/UVLTrack

The official pytorch implementation of our AAAI 2024 paper "Unifying Visual and Vision-Language Tracking via Contrastive Learning"

Primary LanguagePythonMIT LicenseMIT

UVLTrack

The official implementation of our AAAI 2024 paper Unifying Visual and Vision-Language Tracking via Contrastive Learning

Brief Introduction

Single object tracking aims to locate the target object in a video sequence according to the state specified by different modal references, including the initial bounding box (BBOX), natural language (NL), or both (NL+BBOX). Different previous modality-specific trackers, we present a unified tracker called UVLTrack, which can simultaneously handle all three reference settings (BBOX, NL, NL+BBOX) with the same parameters, allowing wider appliation scenarios. The proposed UVLTrack enjoys several merits. First, we design a modality-unified feature extractor for joint visual and language feature learning and propose a multi-modal contrastive loss to align the visual and language features into a unified semantic space. Second, a modality-adaptive box head is proposed, which makes full use of the target reference to mine ever-changing scenario features dynamically from video contexts and distinguish the target in a contrastive way, enabling robust performance in different reference settings.

Strong Performance

UVLTrack presents strong performance under different reference settings.

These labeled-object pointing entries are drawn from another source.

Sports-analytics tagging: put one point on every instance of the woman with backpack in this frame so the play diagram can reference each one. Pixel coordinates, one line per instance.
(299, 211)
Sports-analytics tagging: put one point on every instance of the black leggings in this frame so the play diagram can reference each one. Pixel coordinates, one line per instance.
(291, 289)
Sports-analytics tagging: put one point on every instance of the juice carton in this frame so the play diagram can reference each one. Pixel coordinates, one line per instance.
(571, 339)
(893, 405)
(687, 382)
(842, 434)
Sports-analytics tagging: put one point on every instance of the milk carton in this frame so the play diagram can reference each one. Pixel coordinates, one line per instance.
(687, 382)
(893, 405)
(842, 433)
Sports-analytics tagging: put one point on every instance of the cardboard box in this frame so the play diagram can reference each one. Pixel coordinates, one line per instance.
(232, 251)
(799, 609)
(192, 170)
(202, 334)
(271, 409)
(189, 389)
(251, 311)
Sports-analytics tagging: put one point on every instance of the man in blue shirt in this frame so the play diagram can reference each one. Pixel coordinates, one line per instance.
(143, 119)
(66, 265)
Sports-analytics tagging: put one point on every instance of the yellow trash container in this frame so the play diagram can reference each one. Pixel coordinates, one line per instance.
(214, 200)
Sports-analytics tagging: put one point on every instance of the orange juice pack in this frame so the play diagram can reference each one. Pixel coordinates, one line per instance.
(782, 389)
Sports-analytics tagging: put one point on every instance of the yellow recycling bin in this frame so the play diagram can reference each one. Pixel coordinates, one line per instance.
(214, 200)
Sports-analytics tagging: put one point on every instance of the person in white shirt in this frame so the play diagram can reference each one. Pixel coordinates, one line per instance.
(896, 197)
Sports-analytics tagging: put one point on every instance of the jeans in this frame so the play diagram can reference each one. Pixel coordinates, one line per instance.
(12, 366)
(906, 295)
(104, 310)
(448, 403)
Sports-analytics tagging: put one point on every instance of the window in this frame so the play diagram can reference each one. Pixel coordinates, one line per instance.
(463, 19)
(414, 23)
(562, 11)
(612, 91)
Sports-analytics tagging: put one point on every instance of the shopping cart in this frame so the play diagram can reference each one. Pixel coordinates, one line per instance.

Reference Modality NL BBOX NL+BBOX
Methods TNL2K (AUC / P) TNL2K(AUC / P) TNL2K(AUC / P)
OSTrack-256 -/- 54.3/- -/-
OSTrack-384 -/- 55.9/- -/-
VLTTT -/- -/- 53.1/53.3
JointNLT 54.6/55.0 -/- 56.9/58.1
UVLTrack-B 55.7/57.2 62.7/65.4 63.1/66.7
UVLTrack-L 58.2/60.9 64.8/68.8 64.9/69.3

Raw results can be downloaded from Google Drive or Baidu Netdisk.

Checkpoints

You can download the model weights from Google Drive or Baidu Netdisk.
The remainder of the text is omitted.